The new frontier of rural America

Modern life often seems to encourage the pursuit of meaningless goals. Could a return to small-town life bring a deeper joy to Americans?

Melanie Stetson Freeman/Staff
Matt Brugger gets up close to one of his cows on his family farm in Albion, Nebraska. He and his brother moved home to start businesses.

In his new book “The Second Mountain,” author and columnist David Brooks examines a truth that seems particularly poignant. The things we spend so much of our lives pursuing are often not the things that truly bring us joy.
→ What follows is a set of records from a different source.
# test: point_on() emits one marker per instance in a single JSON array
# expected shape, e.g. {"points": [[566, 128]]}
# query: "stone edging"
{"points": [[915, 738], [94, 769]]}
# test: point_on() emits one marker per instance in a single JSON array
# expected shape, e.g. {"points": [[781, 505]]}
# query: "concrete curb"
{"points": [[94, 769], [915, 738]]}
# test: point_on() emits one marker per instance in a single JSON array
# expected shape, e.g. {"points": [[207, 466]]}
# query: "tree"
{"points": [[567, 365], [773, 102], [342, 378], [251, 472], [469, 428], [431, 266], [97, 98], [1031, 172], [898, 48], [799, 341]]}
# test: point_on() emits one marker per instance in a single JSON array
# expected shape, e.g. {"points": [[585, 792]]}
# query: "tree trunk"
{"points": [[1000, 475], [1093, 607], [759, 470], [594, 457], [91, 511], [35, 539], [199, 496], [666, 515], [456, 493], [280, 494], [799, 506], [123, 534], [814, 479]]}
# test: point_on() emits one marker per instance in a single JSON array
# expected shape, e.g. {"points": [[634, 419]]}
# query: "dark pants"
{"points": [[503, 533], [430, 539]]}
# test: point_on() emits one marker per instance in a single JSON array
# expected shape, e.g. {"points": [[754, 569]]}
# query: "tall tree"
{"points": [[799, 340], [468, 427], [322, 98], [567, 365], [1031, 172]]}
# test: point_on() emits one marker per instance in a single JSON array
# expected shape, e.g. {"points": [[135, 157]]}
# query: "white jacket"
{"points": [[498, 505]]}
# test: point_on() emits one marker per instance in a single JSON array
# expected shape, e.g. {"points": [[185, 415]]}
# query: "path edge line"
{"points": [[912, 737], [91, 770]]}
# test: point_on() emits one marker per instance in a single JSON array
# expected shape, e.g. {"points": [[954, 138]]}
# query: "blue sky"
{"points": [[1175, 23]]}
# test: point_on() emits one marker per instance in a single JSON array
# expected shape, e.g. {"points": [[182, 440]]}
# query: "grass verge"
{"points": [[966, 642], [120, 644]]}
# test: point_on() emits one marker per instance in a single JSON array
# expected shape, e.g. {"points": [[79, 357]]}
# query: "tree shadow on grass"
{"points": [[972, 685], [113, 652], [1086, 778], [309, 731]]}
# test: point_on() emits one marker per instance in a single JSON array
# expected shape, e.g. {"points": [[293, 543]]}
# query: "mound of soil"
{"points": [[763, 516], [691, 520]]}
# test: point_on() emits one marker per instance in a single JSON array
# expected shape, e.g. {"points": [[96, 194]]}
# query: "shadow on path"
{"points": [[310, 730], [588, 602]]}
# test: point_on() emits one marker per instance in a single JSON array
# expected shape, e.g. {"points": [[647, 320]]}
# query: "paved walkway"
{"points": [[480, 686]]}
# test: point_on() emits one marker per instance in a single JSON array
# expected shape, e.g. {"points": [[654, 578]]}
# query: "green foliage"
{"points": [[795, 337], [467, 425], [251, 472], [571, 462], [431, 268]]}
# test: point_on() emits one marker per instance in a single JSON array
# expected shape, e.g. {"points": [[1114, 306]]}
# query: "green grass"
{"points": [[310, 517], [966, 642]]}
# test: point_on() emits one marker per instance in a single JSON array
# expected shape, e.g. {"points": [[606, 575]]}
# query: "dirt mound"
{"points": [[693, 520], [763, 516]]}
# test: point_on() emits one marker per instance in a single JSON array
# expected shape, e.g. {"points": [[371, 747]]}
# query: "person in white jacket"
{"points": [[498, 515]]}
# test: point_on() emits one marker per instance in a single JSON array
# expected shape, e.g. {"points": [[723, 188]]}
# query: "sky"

How easy it can be to value individual achievement, recognition, and influence as goals in themselves. And how often those who reach them find them ultimately unsatisfying, like a bank account that never fills, no matter how much money we put into it.

That is why the stories of twins Matt and Joe Brugger and of Taylor Walker seem to carry a spark of wisdom. Staff writer Laurent Belsie talked to them for this week’s cover story, chronicling how they are part of a nascent trend among some young people to go back to rural America and even life on the farm.

At this point, it’s unclear how big that trend will be. But there’s something in the mindset that matters beyond numbers. Consider how Laurent describes their journey back to rural America.

One professor told the Brugger twins, who now run a beef and agriculture business in Albion, Nebraska: “The best thing you can do for your community is find what you love to do. Start a business around it and hire people to come back ... and show other young people that you can do what you love in a rural community.”

Mr. Walker decided to open a restaurant in Gothenburg, Nebraska, when he considered “how the community of Gothenburg treated my dad with his businesses. If they continue that for me, then I owe it to them to be here.”

As I wrote in this column a few months ago, I had something of an epiphany when I visited a small Midwestern college recently. I saw how, amid all the views of Instagram-addled youth, they are dealing with an existential question – the very question Mr. Brooks raises. They see that the markers of adulthood – a job, a degree, a home – did not necessarily make their parents happy. So what does bring a deeper joy?

Mr. Brooks argues that the deepest joy comes from knitting oneself, heart and soul, into something larger – a vocation, a family, a philosophy or faith, or a community. “The good news is that what we give to our community in pennies, our communities give back to us in dollars,” he writes.

Many things are needed to help rural America thrive. Universal access to high-speed internet would be nice. New ideas and enormous persistence are a must. But something else is just as essential.

In their book about revitalizing small-town America, authors James and Deborah Fallows chose the title very carefully: “Our Towns.” Rural America needs the Brugger twins and Mr. Walker not just for their energy and fresh thinking, but also for the love they have for those communities. For them, Albion and Gothenburg are “their towns.” 

Perhaps towns like theirs can be a new frontier in answering the question of what brings deeper joy – supporting the realization that some investments pay back in much more than money.